When tallied up with other Biden proposals, the total tab comes to $6 trillion. That’s more than the United States spent on World War Two and Vietnam combined. It’s about seven times the cost of the New Deal and 10 times the cost of the moon landing. It’s enough to buy 30 Jeff Bezoses and launch them all into space on separate phallic-suggestive rockets. Let’s say Biden abruptly decided that America needed to become the world’s premier cat lady. With that much money, we could purchase 60 billion cats, enough to throw off the rest of the planet’s ecosystem.

This is insane. It’s an indictment on us as a nation. Yet along comes Joe Biden, looking every inch the Atlantic City loan shark, to claim that somehow the entire bender will be paid for, which should only prompt us to allot another billion for a White House laugh track. Per Democrats, the usual formula of ‘taxing the rich’ and hiking levies on smokers can provide. Even allowing that writing this column makes me want to stick four Marlboros in my mouth at once, the math there does seem a trifle fishy.

Meanwhile every light on our fiscal dashboard is flashing. Fitch’s agency might have awarded us a credit rating of AAA, but their outlook for our future is ‘negative’, a result, says Fitch’s, of ‘ongoing deterioration in the US public finances and the absence of a credible fiscal consolidation plan’. The Congressional Budget Office says that debt as a percentage of GDP is set to almost double by 2051, and warns of slowed growth, higher inflation, fiscal crisis. Actuaries predict that the Medicare trust fund will run dry in five years. And the interest we owe on our debt is snowballing, so much that it threatens to crowd out the rest of the federal budget.

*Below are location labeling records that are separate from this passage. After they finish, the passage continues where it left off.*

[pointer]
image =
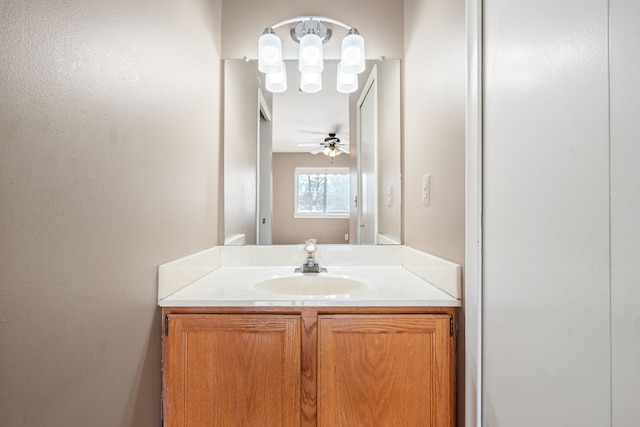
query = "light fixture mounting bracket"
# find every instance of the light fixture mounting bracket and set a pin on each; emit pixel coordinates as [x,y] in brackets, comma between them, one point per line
[321,29]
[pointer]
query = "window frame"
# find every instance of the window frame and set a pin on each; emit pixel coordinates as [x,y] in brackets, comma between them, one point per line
[319,170]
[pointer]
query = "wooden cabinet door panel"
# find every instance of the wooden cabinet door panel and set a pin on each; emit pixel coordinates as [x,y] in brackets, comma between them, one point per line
[232,370]
[385,370]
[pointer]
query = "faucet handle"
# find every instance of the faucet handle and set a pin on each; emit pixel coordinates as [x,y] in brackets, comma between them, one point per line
[310,247]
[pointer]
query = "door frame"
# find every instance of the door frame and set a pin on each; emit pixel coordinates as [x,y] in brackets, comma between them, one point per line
[473,294]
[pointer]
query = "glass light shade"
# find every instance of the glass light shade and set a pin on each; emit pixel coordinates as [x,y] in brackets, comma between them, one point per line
[277,82]
[311,82]
[270,53]
[352,55]
[347,83]
[310,54]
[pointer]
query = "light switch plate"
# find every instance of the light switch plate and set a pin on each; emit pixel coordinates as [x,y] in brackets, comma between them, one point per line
[426,190]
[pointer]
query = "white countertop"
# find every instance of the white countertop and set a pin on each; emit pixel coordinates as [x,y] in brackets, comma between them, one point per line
[395,276]
[233,286]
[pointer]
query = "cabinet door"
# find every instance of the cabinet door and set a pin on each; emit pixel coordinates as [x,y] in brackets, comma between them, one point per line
[386,370]
[231,370]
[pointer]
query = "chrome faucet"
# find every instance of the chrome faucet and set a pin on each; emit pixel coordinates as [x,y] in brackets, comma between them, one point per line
[310,264]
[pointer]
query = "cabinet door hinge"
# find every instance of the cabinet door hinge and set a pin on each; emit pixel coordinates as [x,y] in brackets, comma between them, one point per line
[166,325]
[451,325]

This spree has been enabled, first, by the fact that Congress is Congress and inclined by nature to spend money it doesn’t have. And second, because there have been no serious consequences for our drunken sailoring. The angry Tea Party town halls are over. The phones no longer melt down. And admittedly the deficit hawks haven’t done themselves many favors. Warnings of inflation from Barack Obama’s stimulus package didn’t pan out; neither did comparisons to modern Greece or ancient Rome. Our profligate lunacy continues unabated primarily because it has yet to result in any palpable damage.

Or has it? Economic growth has slowed in recent years, which many economists say can result from high debt. Yet let’s concede the point for a moment. Let’s say that so far we’ve gotten away with fiscal murder. Who wants to wager the next generation’s future that this will continue? Who wants to put up our kids as collateral on a bet that the laws of economics have somehow been transcended? Yet this is what Capitol Hill is doing. We are no longer ‘kicking the can down the road,’ as the fiscal hawks used to say; it’s more like packing the can full of C4, lining up our children at midfield, flying in Baltimore Ravens kicker Justin Tucker and assuring him the thing won’t explode because actually it’s an investment in our future.

There’s no logic to any of this; record spending at a time of pent-up demand is not some kind of twelve-dimensional chess. Unlike Bill Clinton, unlike even Barack Obama, Joe Biden’s Democrats are simply out of ideas. Reform the wasteful and bureaucratic way we allot infrastructure funds? Simplify the tax code? Nah. Just set the machine to autopilot and blow out money to the usual causes and interest groups. As Jonathan Bydlak recently pointed out, the Republicans are hardly much better. Pointing quiveringly at the socialist menace now that Biden is in the White House, they ignore the fact that every united GOP government this century has also piled on the debt.

In which case: shame on all of them. And maybe it’s time to invest in that giant horde of cats after all. Surely a parliament of screeching felines would do a better job of governing us than this lot.